Expression Encoder 2 Service Pack 1 – Intro and Multibitrate Encoding

Saturday, January 17, 2009

Oh, I’m a bad, bad blogger. The Expression Encoder Service Pack 1 has been out for MONTHS, and and it’s cool enough that I haven’t had the time to do it full justice. Oh well, better short than nothing; I’ll just start off with the biggest new feature: multibitrate encoding, including support for Smooth Streaming.

First, install it already! It can be downloaded here, and probably most of you picked it up via Microsoft Update by now. James Clarke had a great overview blog post about it which I recommend.

This first post I’m going to focus on Smooth Streaming and multibitrate streaming in general.

“Adaptive Streaming” and Smooth Streaming

Here’s the big one: Expression Encoder can now do multibitrate encoding. Alex Zambelli has a good history of the technology.

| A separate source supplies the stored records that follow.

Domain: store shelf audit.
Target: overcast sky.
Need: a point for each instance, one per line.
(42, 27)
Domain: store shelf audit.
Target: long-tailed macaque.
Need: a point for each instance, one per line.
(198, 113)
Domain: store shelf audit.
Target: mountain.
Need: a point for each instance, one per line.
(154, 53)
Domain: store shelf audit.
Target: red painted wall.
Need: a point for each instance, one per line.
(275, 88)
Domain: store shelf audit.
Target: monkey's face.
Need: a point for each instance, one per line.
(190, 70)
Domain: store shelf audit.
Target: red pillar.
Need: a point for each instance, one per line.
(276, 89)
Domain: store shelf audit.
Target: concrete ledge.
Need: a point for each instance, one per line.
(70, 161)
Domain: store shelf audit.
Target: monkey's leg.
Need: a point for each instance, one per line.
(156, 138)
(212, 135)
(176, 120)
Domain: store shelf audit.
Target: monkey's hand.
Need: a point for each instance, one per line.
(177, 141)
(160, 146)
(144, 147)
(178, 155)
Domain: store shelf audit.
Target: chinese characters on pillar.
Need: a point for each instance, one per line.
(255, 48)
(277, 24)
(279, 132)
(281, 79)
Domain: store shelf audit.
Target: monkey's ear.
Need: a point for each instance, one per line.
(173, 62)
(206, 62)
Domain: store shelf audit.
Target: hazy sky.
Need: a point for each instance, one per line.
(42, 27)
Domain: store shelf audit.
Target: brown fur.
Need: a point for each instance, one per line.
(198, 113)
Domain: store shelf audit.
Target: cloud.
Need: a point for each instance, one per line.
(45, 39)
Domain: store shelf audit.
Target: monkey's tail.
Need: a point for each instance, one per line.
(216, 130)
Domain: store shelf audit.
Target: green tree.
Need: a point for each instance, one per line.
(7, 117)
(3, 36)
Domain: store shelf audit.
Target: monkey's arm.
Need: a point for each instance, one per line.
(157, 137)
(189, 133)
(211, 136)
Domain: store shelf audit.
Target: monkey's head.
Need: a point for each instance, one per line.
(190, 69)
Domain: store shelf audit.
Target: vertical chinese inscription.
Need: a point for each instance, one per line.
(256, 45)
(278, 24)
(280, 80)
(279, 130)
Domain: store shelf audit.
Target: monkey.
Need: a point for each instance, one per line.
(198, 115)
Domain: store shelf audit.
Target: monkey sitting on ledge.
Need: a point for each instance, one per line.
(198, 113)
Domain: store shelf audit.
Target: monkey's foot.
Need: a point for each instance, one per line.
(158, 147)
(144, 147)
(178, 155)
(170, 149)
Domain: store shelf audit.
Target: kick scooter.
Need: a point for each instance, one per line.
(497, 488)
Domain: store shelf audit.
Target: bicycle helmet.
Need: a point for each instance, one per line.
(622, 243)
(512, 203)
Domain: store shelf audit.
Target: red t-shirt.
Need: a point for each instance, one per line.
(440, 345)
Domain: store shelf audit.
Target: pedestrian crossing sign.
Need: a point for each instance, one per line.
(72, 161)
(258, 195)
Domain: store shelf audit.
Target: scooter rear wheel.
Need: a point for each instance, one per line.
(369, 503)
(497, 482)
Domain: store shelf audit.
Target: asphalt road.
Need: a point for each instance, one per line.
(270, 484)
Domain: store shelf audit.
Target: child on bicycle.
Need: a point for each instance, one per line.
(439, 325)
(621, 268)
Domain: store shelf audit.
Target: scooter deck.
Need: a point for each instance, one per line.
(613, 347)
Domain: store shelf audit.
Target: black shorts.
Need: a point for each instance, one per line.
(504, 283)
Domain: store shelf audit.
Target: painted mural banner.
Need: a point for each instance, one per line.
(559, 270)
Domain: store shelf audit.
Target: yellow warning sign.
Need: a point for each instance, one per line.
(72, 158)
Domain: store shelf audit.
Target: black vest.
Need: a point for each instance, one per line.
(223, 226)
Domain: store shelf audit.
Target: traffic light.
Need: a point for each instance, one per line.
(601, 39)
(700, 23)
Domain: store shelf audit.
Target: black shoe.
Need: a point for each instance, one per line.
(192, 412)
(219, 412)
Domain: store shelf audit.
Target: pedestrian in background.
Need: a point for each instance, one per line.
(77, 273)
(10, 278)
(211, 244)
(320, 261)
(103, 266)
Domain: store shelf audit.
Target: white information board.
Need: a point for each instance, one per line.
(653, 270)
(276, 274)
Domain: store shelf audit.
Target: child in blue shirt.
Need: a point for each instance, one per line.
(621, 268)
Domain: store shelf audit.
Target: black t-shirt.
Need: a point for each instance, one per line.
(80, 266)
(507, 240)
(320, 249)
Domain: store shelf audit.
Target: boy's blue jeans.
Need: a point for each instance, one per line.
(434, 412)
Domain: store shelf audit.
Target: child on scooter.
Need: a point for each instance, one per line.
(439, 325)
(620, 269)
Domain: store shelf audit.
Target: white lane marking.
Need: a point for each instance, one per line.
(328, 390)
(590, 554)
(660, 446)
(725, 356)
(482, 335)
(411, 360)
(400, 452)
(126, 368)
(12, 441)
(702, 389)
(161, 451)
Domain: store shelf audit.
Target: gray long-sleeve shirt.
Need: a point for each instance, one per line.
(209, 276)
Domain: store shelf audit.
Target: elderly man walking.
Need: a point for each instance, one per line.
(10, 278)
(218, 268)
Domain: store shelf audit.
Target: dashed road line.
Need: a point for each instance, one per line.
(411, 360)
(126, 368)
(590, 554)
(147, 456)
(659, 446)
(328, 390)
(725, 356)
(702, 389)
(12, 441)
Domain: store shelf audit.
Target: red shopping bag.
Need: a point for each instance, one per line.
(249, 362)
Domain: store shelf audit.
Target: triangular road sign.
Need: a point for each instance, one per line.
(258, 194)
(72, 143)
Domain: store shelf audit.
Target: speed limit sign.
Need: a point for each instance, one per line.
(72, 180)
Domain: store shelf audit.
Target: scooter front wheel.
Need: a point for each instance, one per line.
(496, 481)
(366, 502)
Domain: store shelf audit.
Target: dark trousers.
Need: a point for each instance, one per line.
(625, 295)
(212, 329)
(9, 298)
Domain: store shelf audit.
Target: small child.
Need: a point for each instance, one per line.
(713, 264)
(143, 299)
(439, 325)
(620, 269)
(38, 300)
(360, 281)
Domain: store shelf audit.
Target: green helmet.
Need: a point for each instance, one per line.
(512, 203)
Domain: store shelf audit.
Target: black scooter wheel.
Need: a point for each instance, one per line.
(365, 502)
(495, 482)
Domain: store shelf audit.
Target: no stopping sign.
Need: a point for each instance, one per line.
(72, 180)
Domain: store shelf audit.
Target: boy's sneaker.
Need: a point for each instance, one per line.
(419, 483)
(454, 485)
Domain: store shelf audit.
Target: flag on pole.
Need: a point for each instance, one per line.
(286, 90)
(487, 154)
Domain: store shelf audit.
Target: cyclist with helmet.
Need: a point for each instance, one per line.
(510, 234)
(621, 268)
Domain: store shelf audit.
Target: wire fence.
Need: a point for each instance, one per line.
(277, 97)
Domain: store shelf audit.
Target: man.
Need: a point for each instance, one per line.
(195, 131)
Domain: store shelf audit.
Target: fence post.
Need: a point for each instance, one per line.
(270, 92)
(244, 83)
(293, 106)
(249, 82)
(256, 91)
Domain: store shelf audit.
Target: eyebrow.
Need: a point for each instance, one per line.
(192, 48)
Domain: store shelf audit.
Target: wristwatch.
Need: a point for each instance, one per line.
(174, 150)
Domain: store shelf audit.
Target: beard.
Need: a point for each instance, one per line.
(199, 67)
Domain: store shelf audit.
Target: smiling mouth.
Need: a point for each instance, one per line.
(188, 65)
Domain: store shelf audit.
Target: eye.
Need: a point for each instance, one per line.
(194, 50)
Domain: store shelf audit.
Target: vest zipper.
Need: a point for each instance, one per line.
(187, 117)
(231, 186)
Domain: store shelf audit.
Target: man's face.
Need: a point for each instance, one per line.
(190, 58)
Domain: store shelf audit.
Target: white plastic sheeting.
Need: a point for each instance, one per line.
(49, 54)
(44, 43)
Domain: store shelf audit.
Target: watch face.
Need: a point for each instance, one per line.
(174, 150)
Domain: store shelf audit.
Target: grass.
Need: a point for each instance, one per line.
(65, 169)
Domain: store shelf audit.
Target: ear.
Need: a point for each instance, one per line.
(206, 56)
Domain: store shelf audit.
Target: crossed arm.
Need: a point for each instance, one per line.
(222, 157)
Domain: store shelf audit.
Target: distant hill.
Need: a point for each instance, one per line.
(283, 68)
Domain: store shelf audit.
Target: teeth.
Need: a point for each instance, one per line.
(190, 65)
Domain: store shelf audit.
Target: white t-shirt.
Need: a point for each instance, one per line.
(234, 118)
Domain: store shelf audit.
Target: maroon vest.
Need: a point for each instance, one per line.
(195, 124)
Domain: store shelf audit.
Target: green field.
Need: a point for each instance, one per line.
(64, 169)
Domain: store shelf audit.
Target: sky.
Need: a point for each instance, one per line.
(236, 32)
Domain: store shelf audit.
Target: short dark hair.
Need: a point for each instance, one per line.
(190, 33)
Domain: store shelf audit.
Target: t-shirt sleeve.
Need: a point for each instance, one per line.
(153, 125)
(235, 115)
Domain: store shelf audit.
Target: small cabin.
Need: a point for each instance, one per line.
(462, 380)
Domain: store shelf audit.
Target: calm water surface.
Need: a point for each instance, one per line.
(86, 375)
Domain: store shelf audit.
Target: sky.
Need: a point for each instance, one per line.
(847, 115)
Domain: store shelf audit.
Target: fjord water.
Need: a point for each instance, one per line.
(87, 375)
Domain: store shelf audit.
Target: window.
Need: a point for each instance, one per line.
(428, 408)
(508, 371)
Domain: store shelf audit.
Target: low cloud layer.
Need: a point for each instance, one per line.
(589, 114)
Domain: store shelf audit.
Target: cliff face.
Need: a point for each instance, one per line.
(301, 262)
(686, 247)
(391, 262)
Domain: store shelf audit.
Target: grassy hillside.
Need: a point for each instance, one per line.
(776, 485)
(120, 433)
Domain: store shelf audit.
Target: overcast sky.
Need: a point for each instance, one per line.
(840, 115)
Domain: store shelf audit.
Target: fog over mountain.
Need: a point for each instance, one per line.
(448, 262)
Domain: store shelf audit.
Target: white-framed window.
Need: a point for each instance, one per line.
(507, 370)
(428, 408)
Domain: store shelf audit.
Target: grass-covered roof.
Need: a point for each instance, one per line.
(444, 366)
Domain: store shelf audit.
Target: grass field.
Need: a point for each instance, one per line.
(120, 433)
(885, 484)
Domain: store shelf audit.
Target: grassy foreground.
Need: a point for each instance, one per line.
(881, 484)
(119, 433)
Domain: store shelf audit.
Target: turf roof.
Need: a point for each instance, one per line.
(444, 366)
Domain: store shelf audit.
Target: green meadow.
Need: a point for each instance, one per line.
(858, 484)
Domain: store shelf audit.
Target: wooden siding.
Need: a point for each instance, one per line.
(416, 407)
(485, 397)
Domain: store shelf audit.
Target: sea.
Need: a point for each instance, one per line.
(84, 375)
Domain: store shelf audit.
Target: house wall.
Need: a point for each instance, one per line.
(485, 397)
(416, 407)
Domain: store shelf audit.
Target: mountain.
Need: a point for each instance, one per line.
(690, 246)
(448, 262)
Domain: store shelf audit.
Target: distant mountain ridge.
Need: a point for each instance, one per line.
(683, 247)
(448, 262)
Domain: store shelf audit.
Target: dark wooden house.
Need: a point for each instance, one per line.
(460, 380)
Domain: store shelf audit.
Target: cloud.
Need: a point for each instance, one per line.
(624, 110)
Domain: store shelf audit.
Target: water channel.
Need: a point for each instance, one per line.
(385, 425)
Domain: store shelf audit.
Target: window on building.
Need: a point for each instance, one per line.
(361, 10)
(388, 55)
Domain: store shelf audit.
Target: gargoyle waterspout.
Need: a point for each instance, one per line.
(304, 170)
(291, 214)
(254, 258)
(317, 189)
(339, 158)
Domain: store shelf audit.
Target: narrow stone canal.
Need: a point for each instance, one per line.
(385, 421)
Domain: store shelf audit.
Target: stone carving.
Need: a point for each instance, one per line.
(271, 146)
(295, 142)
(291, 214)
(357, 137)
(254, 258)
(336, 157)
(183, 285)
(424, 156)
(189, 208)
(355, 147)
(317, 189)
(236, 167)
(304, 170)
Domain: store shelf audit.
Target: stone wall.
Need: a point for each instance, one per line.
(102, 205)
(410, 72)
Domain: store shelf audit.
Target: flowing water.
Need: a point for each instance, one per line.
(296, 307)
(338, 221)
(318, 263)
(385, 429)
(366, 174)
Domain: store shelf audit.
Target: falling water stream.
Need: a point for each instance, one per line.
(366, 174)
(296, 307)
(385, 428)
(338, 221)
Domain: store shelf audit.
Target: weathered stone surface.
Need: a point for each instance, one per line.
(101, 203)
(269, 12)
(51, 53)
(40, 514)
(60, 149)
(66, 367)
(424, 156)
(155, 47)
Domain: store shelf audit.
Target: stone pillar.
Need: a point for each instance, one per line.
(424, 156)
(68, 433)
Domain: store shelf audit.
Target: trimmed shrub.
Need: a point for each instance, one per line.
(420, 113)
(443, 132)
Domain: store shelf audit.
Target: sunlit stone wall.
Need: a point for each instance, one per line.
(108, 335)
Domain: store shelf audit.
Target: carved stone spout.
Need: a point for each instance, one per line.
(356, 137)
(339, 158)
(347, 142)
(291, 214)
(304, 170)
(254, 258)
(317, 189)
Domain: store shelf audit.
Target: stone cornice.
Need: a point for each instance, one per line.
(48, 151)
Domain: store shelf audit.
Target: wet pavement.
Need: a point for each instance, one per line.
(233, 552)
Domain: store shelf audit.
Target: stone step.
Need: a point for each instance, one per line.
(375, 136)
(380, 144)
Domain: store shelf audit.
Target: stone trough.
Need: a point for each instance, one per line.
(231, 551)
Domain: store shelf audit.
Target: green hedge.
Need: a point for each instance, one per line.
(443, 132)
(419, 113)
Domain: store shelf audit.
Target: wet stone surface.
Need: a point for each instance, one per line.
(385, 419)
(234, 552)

When doing multibitrate encoding, EE does multiple simultaneous encodes from the same source file. While the big driver for that feature is Smooth Streaming (another overdue blog topic), we also support encoding a single multiplexed “Intelligent Steaming” WMV file or individual WMV files for each bitrate.

SmoothHD.com

And If you haven’t seen it yet, head on over to the SmoothHD.com demo site we do with Akamai’s and check out the technology in practice. And yes, all those files were encoded with SP1.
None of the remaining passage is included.